The Prelude to the second act of the opera, without the contribution of singers who have always changed over time, can be a good litmus test for some comparison. Wanting to recover a dichotomy often used in aesthetic reasoning, his ‘Dionysian’ (overwhelming, euphoric) interpretations of the past have left room for more calm, classic, ‘Apollonian’ performances. In short, his current Un ballo in maschera seems closer to what Herbert von Karajan recorded just in time before his death (1989) rather than to the thoroughly documented ‘Riccardo Muti’ that we have in recent memory. Nonetheless, Karajan’s always beautiful and rounded sound is contrasted in Muti with a texture that, when necessary, can be scratchy or boastful. But what pleasure when we are given to enjoy the subtle and repeated game of hesitations, so dear to today’s Muti: agogic hesitations, with the unexpected delay of a harmonic or melodic resolution; dynamic hesitations, with fortissimo suddenly becoming pianissimo, or the addition of an accent that changes the flavor of a melody…

The vocal cast that Muti had available in Turin was very interesting: in the three main parts, three very valid singers who are now particularly close to him. The tenor Piero Pretti is probably at the artistic peak of his career. In a recent review of his Don Carlo, I underlined the confidence with which he tackles even the most difficult phrases. The timbre of the voice is not very unique or distinctive, but clear and brilliant, as is well suited to the part of Riccardo. There was therefore a great contrast between his voice and that of the soprano Lidia Fridman, vigorous, bold, sometimes harsh (in December she sang Nabucco with Muti in Ravenna) and certainly darker than the mezzo-soprano Alla Pozniak. In the duet between Amelia and Ulrica, the vocal weights sounded reversed compared to the usual.

Luca Micheletti, performing Renato, is destined to be one of the baritone of reference for the Verdi repertoire in the coming years. Although on some nights his singing performance was limited by indisposition, his ability to create characters with voice and gesture at the level of a great actor balanced out some occasionally weaker and more unfocused utterances. The rendition of Oscar by the light soprano Damiana Mizzi was delightful, never affected, and the supporting roles were all of a good standard, taken on by singers who are used to playing main characters: Daniel Giulianini (Samuel), Luca Dall’Amico (Tom), Sergio Vitale (Silvano), Riccardo Rados (A judge and Amelia’s servant).

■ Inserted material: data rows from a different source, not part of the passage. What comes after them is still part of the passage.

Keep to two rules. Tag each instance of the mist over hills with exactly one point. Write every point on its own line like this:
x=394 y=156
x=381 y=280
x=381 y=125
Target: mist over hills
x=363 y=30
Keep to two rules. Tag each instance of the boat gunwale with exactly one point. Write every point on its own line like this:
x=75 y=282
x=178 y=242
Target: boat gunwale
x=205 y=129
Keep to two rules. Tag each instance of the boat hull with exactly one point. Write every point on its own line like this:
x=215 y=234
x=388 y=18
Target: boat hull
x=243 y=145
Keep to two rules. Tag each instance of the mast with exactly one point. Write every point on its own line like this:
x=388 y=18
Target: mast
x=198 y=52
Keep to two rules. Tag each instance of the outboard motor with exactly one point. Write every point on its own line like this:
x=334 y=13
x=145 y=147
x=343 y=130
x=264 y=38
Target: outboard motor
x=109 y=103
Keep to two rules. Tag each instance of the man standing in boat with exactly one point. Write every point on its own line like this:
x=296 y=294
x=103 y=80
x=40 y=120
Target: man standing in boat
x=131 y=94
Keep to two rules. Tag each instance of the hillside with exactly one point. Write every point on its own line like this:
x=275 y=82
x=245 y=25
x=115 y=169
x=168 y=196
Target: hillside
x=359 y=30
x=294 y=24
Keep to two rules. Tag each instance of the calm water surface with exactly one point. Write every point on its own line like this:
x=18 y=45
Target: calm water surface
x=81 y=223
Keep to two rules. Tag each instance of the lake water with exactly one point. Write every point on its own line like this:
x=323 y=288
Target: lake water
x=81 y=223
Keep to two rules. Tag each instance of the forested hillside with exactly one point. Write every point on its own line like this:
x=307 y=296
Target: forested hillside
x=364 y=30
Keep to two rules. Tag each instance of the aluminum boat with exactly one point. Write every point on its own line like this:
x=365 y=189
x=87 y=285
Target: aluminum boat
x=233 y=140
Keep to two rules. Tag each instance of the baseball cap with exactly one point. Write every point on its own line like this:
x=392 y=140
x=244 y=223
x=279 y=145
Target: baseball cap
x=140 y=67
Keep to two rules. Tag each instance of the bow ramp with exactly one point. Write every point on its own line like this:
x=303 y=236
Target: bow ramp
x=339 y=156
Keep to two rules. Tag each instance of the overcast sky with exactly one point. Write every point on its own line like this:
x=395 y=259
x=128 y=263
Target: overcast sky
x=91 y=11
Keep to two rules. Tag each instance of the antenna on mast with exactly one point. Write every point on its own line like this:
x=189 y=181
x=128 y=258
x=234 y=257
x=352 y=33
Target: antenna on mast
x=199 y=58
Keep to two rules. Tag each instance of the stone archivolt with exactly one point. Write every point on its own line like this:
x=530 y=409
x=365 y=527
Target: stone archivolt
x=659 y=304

Finally, in order to address the stage direction, entrusted to Andrea De Rosa, it is necessary to return to talking about Riccardo Muti, who for thirty years has been waging a personal battle against stagings that violate the original dramaturgy of the work: hence his frequent choice for concert performances or with the collaboration of trusted directors who do not distort the original characters and settings. In reality, Nicolas Bovey’s sets, Ilaria Ariemme’s costumes and Alessio Maria Romano’s choreography seemed more appropriate to the carefree first-scene of Rigoletto than to the serious governor’s palace in Boston. The monumental spaces were filled with colored drapes and imaginative costumes that animated a frivolous court, and enriched by repeatedly emerging symbols of who-knows-what hidden metaphors (such as an omnipresent lit candelabra), However, those many and varied elements appeared to have been brought to the stage just to draw attention away from the void. But anything can be accepted in order to once again enjoy a Verdi opera conducted by Riccardo Muti!